In personnel business, the council approved the hiring of Jason Bealer as a wastewater assistant at a pay rate of $2,363 per month; John McDonald, parks foreman, $3,025 per month; Emilio Bustos, uncertified firefighter, $2,482; Colin Prescott, uncertified firefighter, $2,482; Debra Brassos, receptionist/clerk, $2,037; and Luis Almanza, cemetery Equipment Operator I, $2,482.

The council also granted permission to advertise and fill the position of wastewater assistant.
As part of its consent agenda, the council approved:

• consideration and approval of a Request for Proposal to provide roof replacement and repairs on three locations – City Hall, the Artesia Center, and the Senior Center – to Custom Construction & Roofing, LLC, of Roswell

• a Memorandum of Agreement with the Eddy County DWI Program to file a joint application for CDWI funds.

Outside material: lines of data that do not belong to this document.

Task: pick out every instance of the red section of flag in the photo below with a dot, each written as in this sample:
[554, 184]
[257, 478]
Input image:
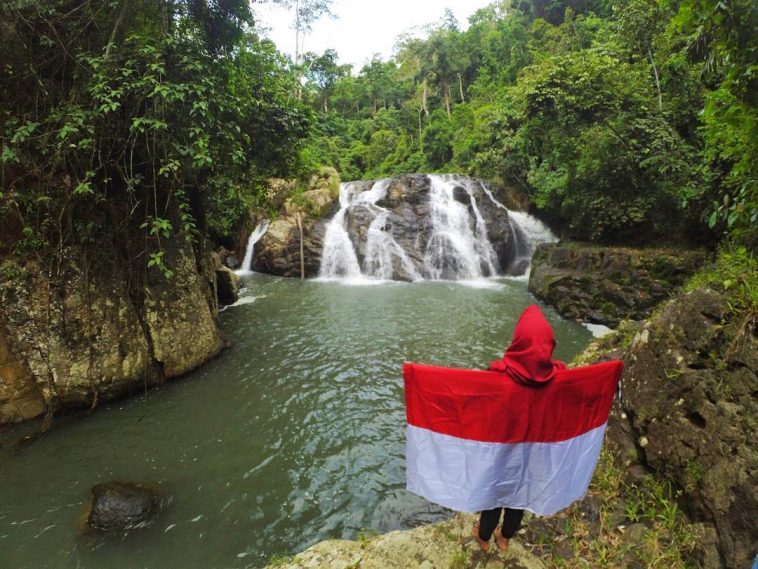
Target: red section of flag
[491, 407]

• a sublease between Ralph C. Watts and Canary Drilling Services, LLC, and Canary Production Services, LLC, for Lot 6 of Block 2 of the Artesia Industrial Park, 2405 N. Parkland Ave.

• the resignation of Mark Anthony Fuentes, wastewater assistant, effective Feb. 12.

• one police employee’s attendance at the New Mexico State Legislative Session in Santa Fe.

• one planning employee’s attendance at the New Mexico Floodplain Managers Association’s Spring 2018 Workshop in Santa Fe.

• one fire employee’s attendance at EMS Committee meetings in Ruidoso.

• four fire employees’ attendance at the Region 3 EMS Conference in Ruidoso.

• a request by the Artesia Police Department for the use of Guadalupe Park from 10 a.m. – 2 p.m. Saturday, April 7, for the annual Child Safety Fair.

• Artesia Lodgers’ Tax requests, including the following events: 9-11 Golf Tournament, $3,500 (requested $7,000); City of Champions Classic basketball tournament, $6,750; Lady ‘Dog Invitational softball tournament, $4,450; Artesia High School Rodeo, $4,100; Artesia Invitational baseball tournament, $4,450; Balloons & Tunes, $8,350; Clays Crusher Fun Shoot, $7,200; Cruz’n for Vets, $7,500 (requested $15,000); Eddy County Fair, $18,000; Fourth of July Celebration, $7,500; Mack Energy Select Drive Golf Tournament, $1,000; New Mexico MESA Energy Education Fair, $4,000; Red Dirt Black Gold Festival, $47,100; Smokin’ on the Pecos, $36,850; Star Spangled Dash, $5,000; Wet ‘n’ Wild Tour, $3,000; and Main Event Car Show and Cruise, $11,000; and the following tourism entities: Artesia Arts Council, $51,000; Artesia Historical Museum and Art Center, $30,000; Artesia MainStreet, $25,000; for a total of $179,750 in event funds and $106,000 in entity funds.